Yahia Turki
Framed : 80h x 92w cm
Unframed: 21.26h × 25.59w in
Framed: 31.50h × 36.22w in
Considered the father of Tunisian painting, Yahia Turki was the first Tunisian artist to exhibit in the Salon Tunis, set up by the colonial community to showcase European art. He devoted his practice to translating on his canvas through painting, the beauty of his country. The greater part of his pictorial universe takes place within the labyrinthine medina, that traditional architectural and urban space standing in contrast to the European city. Turki repeatedly affirmed that his aim was to render, through colour and form, the aesthetic essence of Tunisia, choosing subjects that almost always depict a specific place or ceremony, fixed on canvas and titled simply after the scene represented. In his work, figures are never portrayed for themselves, nor as vessels of psychological expression, but as plastic matter integrated into the compositional balance of the painting, equal in weight to architecture, textiles, and the chromatic field that envelops them. In Au Hammam, the human element is depicted on a scale that accords it the same importance as the architectural frame that contains it. There is no exaggerated hierarchy of perspective; rather, the figures share an equal spatial and narrative presence. His subjects are represented in close proximity, involved in a common action that suggests participation rather than mere figuration. These characters, often shown frontally, seem to pose, their stillness conveying a hieratic calm. The details of garments, such as striped foutas and embroidered sarouels, enliven his compositions, while the artist’s chromatic inventiveness extends to the architecture itself, to the columns and arcades.
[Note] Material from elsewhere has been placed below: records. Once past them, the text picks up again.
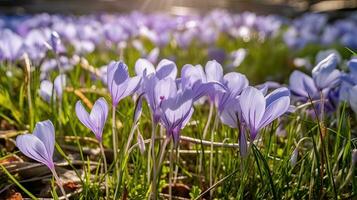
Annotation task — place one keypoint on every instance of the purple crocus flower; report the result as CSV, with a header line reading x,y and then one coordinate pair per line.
x,y
259,111
55,42
165,68
193,78
156,91
95,120
325,74
303,86
39,146
120,85
234,84
176,112
10,45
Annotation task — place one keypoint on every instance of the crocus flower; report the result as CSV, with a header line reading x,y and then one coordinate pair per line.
x,y
325,74
193,78
176,112
303,86
39,146
294,157
164,69
55,42
120,85
237,57
234,84
259,111
10,45
95,120
156,91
Yet these anecdotal elements are only pretexts for painting: devices to animate space and evoke, through form and colour, the conviviality of these semi-private, semi-public interiors. In Bédouine à la Kassâa, Yahia turns toward portraiture, but his figures remain archetypal rather than psychological. The faces, barely modelled and illuminated by a soft, uncertain light, offer only the minimal clues necessary for recognition. Expression yields to structure, and through this restraint, another form of expressivity emerges.